Your Side Effects Are Real

SNPs – The Elephant in the Treatment Room

As physicians, we are taught, first and foremost, not to harm. Primum non nocere. Unfortunately, this divine concept has been bent and twisted into the concept of risks versus benefits – where harm is acceptable. The elegant art of healing individuals has been reduced to a mechanical, trade-like intervention for the masses that anyone or anything with access to the proper algorithms may practice.

You are now responsible for primum non nocere. You are in charge of ensuring no harm is done to you just because our medical system dictates a specific approach.

Pay attention and do not deny your observations about the effects or side effects of treatments you choose to engage in. This applies to pharmaceuticals and procedures of allopathic medicine, as well as the myriad of non-traditional healing options. If something does not feel right, PAY ATTENTION. Do NOT just accept that how you feel after a particular intervention is all in your head or a “healing crisis” or any of the rationales you might be given.

Perhaps you ARE a bit neurotic. Perhaps it IS a healing crisis. The point is to pay attention and listen to your own body. If a medication makes your skin crawl, just stop it. If your back feels better every time you go to a chiropractor and your neck feels worse, this is not your problem – the treatments need to be changed.

You Are Not Average

The DNA of any individual is only 99.6% common to all human beings. That remaining 0.4 percent accounts for all the exquisite variations of humanness we find in our world. These variations – called single nucleotide polymorphisms, or SNPs – mean that even one tiny mutation in your DNA can change how a protein functions in your body. Diminished, increased, or not at all.

This is why some people can take narcotics for short periods with no withdrawal, while others are addicted after a few doses. Why some have astounding tolerance and others are hypersensitive to the smallest amount. These variations are a direct result of DNA mutations creating proteins that respond differently in different bodies.

When an individual becomes addicted to narcotics, it is essential to understand this is a disease caused by a mutation in their DNA, not a weakness of character.

Rolling the Dice

When the FDA approves a medication, it states that, on average, a small number of tested people received some benefit and the side effects were usually tolerable. The concern is that although the medication may have been safe on average, it can at any moment be very unsafe for a non-average person. Unfortunately – or fortunately – we are all non-average.

When you pull out that medication information sheet and read the list of side effects, each one indicates how one or more non-average individuals’ bodies reacted. And remember, that was only a tiny sampling of humanity. Every time I give a medication, there is a part of me that feels like I am rolling the dice. It is not a great feeling.

Beyond Pharmaceuticals: The Wild West

One advantage of FDA-approved pharmaceuticals is that you know what you are getting. Once you navigate beyond that oversight, you enter the Wild West of ingestible and injectable healing modalities. Thirty billion dollars per year is spent on unregulated supplements alone.

Naturopathic and herbal remedies often combine many components in one dose, each composed of a vast number of different molecules. When you take a “natural” medicine, you may be exposing your system to a large number of unknown substances. Should you have an adverse reaction, you cannot ascertain which substance caused it.

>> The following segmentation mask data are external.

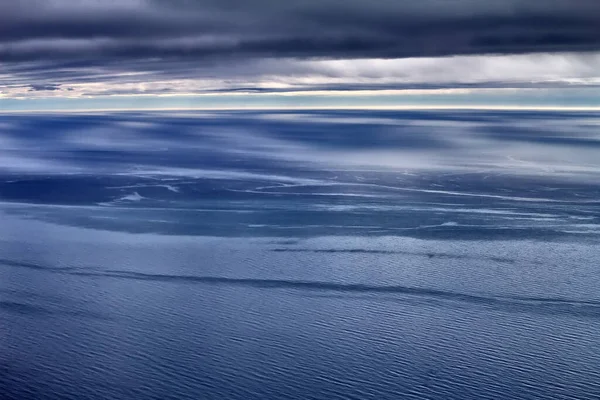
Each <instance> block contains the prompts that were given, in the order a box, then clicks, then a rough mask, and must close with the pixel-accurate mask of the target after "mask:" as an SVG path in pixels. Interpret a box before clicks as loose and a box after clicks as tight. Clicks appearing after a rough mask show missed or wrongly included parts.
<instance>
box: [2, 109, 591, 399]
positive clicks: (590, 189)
mask: <svg viewBox="0 0 600 400" xmlns="http://www.w3.org/2000/svg"><path fill="white" fill-rule="evenodd" d="M599 121H600V118H598V115H595V114H591V113H575V112H571V113H554V112H539V113H531V112H457V111H453V112H383V111H381V112H376V111H372V112H341V111H337V112H332V111H331V112H330V111H327V112H325V111H319V112H316V111H315V112H308V111H307V112H294V113H291V112H229V113H225V112H218V113H214V114H203V115H195V114H194V113H173V112H172V113H151V114H147V113H144V114H139V113H118V114H108V115H107V114H81V115H69V116H64V115H34V116H24V115H14V116H9V115H6V116H3V117H2V121H1V124H0V199H1V200H2V203H1V204H0V218H1V221H2V223H1V224H0V277H1V279H0V320H1V321H2V323H1V324H0V393H3V394H4V395H5V396H8V398H19V399H28V398H31V399H59V398H60V399H64V398H73V399H81V398H91V399H100V398H115V399H121V398H157V399H165V398H177V399H184V398H228V399H237V398H239V399H242V398H243V399H247V398H256V399H263V398H296V399H304V398H318V399H332V398H333V399H335V398H340V399H342V398H343V399H347V398H355V399H366V398H377V399H387V398H389V399H396V398H429V399H465V398H467V399H485V398H489V399H495V398H498V397H502V398H508V399H510V398H514V399H517V398H518V399H540V398H544V399H557V398H578V399H585V398H594V396H595V395H596V394H597V393H598V392H599V391H600V386H599V382H600V376H599V375H598V372H597V371H598V368H597V367H598V365H600V351H599V350H598V349H600V343H597V341H598V339H597V334H596V333H597V330H598V326H599V325H598V324H599V323H600V319H599V318H600V296H599V295H598V290H597V288H598V287H599V286H600V275H598V274H597V273H596V270H595V269H596V266H597V265H600V252H599V251H598V250H597V249H598V248H599V247H598V244H599V241H600V240H599V239H600V207H599V206H600V200H599V198H600V197H599V194H600V185H599V184H598V181H599V178H600V173H599V172H600V158H598V156H597V155H598V151H599V150H600V131H598V126H599Z"/></svg>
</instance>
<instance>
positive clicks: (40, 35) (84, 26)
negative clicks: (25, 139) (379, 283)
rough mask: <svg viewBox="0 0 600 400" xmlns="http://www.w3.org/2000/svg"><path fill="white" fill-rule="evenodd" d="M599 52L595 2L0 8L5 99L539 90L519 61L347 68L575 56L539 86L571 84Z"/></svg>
mask: <svg viewBox="0 0 600 400" xmlns="http://www.w3.org/2000/svg"><path fill="white" fill-rule="evenodd" d="M598 50H600V1H598V0H545V1H537V0H498V1H488V0H477V1H476V0H419V1H415V2H409V1H400V0H372V1H366V0H251V1H248V0H19V1H8V0H4V1H2V0H0V96H4V97H27V96H45V95H48V96H50V95H69V96H72V95H102V94H105V95H108V94H136V93H142V94H152V93H154V94H163V93H165V94H167V93H198V92H204V93H206V92H216V93H219V92H221V91H223V92H253V93H257V92H260V93H263V92H280V91H288V90H380V89H412V88H425V89H427V88H446V87H459V88H460V87H463V88H468V87H472V86H475V87H477V86H487V87H505V86H506V85H507V82H508V81H510V78H511V76H515V77H516V79H515V80H514V81H513V83H514V82H516V81H518V82H520V83H519V84H518V85H517V86H518V87H527V85H529V83H528V82H535V83H532V85H535V86H540V85H542V84H541V83H539V82H538V79H537V74H538V73H539V72H540V71H541V72H544V71H543V68H542V67H543V66H540V67H539V68H542V69H541V70H539V69H535V70H533V69H532V66H531V65H532V64H535V63H531V62H527V61H526V60H520V59H519V60H517V61H518V62H516V63H514V64H511V65H508V64H507V63H506V62H503V61H499V63H498V64H497V65H494V66H490V65H487V64H486V65H485V66H484V67H485V68H483V67H482V65H481V64H482V62H481V60H467V61H460V60H458V61H456V62H455V63H453V62H450V63H449V62H444V63H439V62H437V60H440V59H436V61H435V62H434V63H425V64H418V65H415V66H412V67H411V66H410V65H400V64H398V65H397V66H396V65H389V66H386V67H380V68H379V69H377V70H376V71H374V70H373V69H372V68H371V66H370V65H369V66H365V65H362V66H360V68H359V69H360V71H359V72H356V71H357V69H356V63H357V61H355V60H361V59H362V60H366V59H403V58H411V57H443V56H454V55H483V54H485V55H488V54H497V55H501V54H521V53H554V52H570V54H572V55H573V54H574V56H572V57H571V56H570V57H571V58H570V59H569V60H568V63H569V67H568V68H566V69H561V68H560V65H563V64H564V63H563V64H555V65H553V66H552V67H553V68H554V69H553V70H552V72H551V73H549V74H547V75H548V76H549V77H550V78H549V81H550V82H552V83H550V84H551V85H554V86H556V85H562V84H567V85H569V84H571V83H572V81H573V80H571V81H568V79H567V80H564V82H563V83H560V82H558V80H557V79H555V76H560V77H564V78H585V79H588V78H594V77H596V76H597V74H596V72H595V71H594V70H593V68H588V67H586V63H587V64H589V65H594V66H595V65H597V64H598V63H600V61H599V60H600V59H598V60H596V59H594V58H593V57H591V58H590V57H586V56H584V55H582V54H576V53H579V52H581V53H583V52H588V51H592V52H593V51H598ZM592 54H593V53H592ZM350 59H351V60H353V61H352V63H353V64H352V65H349V66H346V65H343V66H339V65H334V66H332V65H317V64H315V63H318V62H320V61H322V60H350ZM317 60H318V61H317ZM590 60H591V61H590ZM592 61H593V62H592ZM523 63H524V64H523ZM522 65H524V67H525V69H523V68H521V66H522ZM411 68H412V69H411ZM520 70H527V71H529V72H528V74H522V73H520V72H519V71H520ZM477 71H479V72H477ZM315 77H317V78H318V79H316V80H315V79H314V78H315ZM449 77H450V78H451V79H449ZM304 78H306V79H305V80H304V81H302V79H304ZM328 79H329V81H328ZM177 80H182V81H183V80H188V81H195V82H196V83H197V82H200V81H202V82H201V83H197V84H196V85H195V86H193V87H189V85H187V84H186V83H182V82H179V83H173V84H172V85H171V84H168V83H165V82H175V81H177ZM588 80H589V79H588ZM301 81H302V82H301ZM157 82H159V84H157ZM160 82H162V83H160ZM265 82H267V84H265ZM299 82H301V83H299ZM565 82H566V83H565ZM282 83H283V85H282ZM98 84H103V85H104V86H101V85H98ZM271 84H272V85H271ZM509 84H511V83H510V82H509ZM586 84H589V82H587V83H586ZM596 84H597V82H596ZM72 85H75V86H72ZM71 87H73V89H70V88H71ZM71 91H74V92H73V93H71ZM67 92H69V93H67Z"/></svg>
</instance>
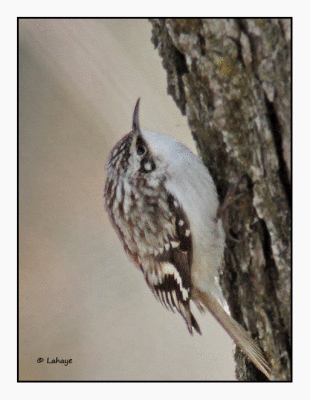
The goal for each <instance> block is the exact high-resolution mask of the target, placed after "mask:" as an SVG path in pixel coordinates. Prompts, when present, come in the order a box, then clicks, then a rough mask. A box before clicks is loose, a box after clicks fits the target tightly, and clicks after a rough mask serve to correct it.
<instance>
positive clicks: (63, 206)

And every time you add a drug, herb, or supplement to your regimen, there is not only the risk that the new agent will not work well with your particular uniqueness but that combining it with everything else you take may result in adverse interactions – medications working too well, or not at all.

You are unique, and the practice of medicine is average. Treatments are risks versus benefits, and only you can assess your unique response to that intervention. It is up to you to ensure no harm is done as you travel your healing journey.